The Mk 11 wristwatch issued to the British Royal Air Force (RAF) was aviation’s equivalent to the marine chronometer- aptly nicknamed the air chronometer. Considered by many to be the original Pilot’s watch, it was made to the incredibly strict 6B/346 specifications and was one of the costliest commissions for a wristwatch by a military.
Some of the 6B/346 specs included the need to be regulated or adjusted to a chronometer level, the need for a hacking function, for it to be waterproof and to be anti-magnetic. These all stemmed from real needs from pilot’s in the RAF who relied on these watches both for navigation and timing purposes.
The Mk 11 watches can lay claim to be the first watch that was built from the ground up to be antimagnetic. With a thick iron dial and a soft iron dust cap, this created a Faraday cage, protecting the movement from any interference from the other equipment on the plane. It was, without doubt the most advanced watch issued to the military at the time.
This example is perhaps one of the rarest iterations of the Mk 11. Nearly all of the Mk 11s either have service dials from IWC, or had their luminous material replaced with tritium by the Ministry of Defence. This IWC Mk 11 somehow managed to escape the change and retains its original radium dial as denoted by the lack of the ’T’ marking on the dial most would be used to seeing. Something like this really does not come up very often and to find one in this condition is unbelievable.

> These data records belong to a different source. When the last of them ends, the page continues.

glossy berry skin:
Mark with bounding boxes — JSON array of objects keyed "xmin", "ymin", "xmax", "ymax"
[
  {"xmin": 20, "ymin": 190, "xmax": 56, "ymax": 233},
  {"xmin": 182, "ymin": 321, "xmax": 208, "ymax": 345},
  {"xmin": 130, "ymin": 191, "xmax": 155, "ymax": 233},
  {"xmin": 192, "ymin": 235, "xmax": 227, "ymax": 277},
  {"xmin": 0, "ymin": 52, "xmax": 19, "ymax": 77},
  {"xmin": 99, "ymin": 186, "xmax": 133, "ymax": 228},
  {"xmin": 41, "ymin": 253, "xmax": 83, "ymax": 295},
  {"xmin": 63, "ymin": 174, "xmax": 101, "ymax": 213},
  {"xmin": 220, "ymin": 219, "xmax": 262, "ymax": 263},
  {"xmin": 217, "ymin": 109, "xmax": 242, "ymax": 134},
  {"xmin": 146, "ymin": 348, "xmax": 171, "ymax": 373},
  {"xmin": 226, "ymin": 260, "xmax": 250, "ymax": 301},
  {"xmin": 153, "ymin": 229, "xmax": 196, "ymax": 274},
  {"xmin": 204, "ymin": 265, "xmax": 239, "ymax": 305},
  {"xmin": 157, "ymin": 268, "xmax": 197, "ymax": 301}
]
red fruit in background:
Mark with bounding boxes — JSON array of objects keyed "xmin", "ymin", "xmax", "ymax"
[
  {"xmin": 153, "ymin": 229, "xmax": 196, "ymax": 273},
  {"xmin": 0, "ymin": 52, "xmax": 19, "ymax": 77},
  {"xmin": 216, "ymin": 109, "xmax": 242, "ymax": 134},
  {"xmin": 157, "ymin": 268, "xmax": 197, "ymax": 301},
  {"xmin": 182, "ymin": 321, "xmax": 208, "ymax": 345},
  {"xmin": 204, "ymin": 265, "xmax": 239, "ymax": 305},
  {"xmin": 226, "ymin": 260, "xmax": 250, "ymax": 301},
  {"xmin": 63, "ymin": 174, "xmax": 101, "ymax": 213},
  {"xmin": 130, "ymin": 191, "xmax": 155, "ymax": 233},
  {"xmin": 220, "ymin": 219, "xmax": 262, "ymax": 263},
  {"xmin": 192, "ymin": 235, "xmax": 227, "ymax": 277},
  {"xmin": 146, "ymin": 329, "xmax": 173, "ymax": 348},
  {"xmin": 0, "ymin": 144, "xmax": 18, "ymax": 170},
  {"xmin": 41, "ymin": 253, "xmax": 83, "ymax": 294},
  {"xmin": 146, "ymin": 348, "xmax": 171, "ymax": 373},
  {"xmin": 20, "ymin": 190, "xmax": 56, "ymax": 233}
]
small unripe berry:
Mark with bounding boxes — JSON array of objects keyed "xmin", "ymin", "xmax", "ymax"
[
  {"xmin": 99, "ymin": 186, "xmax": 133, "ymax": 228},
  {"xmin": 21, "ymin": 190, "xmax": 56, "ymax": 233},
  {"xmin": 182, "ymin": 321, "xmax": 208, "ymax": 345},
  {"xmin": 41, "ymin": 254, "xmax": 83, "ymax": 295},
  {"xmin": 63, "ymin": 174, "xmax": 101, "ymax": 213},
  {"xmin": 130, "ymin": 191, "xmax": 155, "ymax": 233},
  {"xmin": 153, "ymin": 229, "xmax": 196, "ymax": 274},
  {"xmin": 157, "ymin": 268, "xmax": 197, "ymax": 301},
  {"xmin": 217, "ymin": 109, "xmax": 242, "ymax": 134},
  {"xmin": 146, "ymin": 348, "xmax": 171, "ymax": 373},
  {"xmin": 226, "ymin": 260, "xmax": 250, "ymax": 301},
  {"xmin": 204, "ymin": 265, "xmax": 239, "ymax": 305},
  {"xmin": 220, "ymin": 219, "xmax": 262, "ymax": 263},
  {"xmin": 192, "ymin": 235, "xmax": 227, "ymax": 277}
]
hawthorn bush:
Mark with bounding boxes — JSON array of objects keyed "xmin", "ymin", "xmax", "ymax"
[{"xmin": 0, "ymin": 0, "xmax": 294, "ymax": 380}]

Often misnamed as a Mark 11 or Mark XI, the correct spelling according to the MoD is actually Mk 11. A perennial favourite amongst collectors partly due to its utilitarian no-nonsense layout and incredible quality, the Mk 11 is a great casual watch to wear as a daily beater. With only roughly 8000 pieces produced, and this one made even rarer by the radium dial, it is a real collector piece for hardcore military collectors.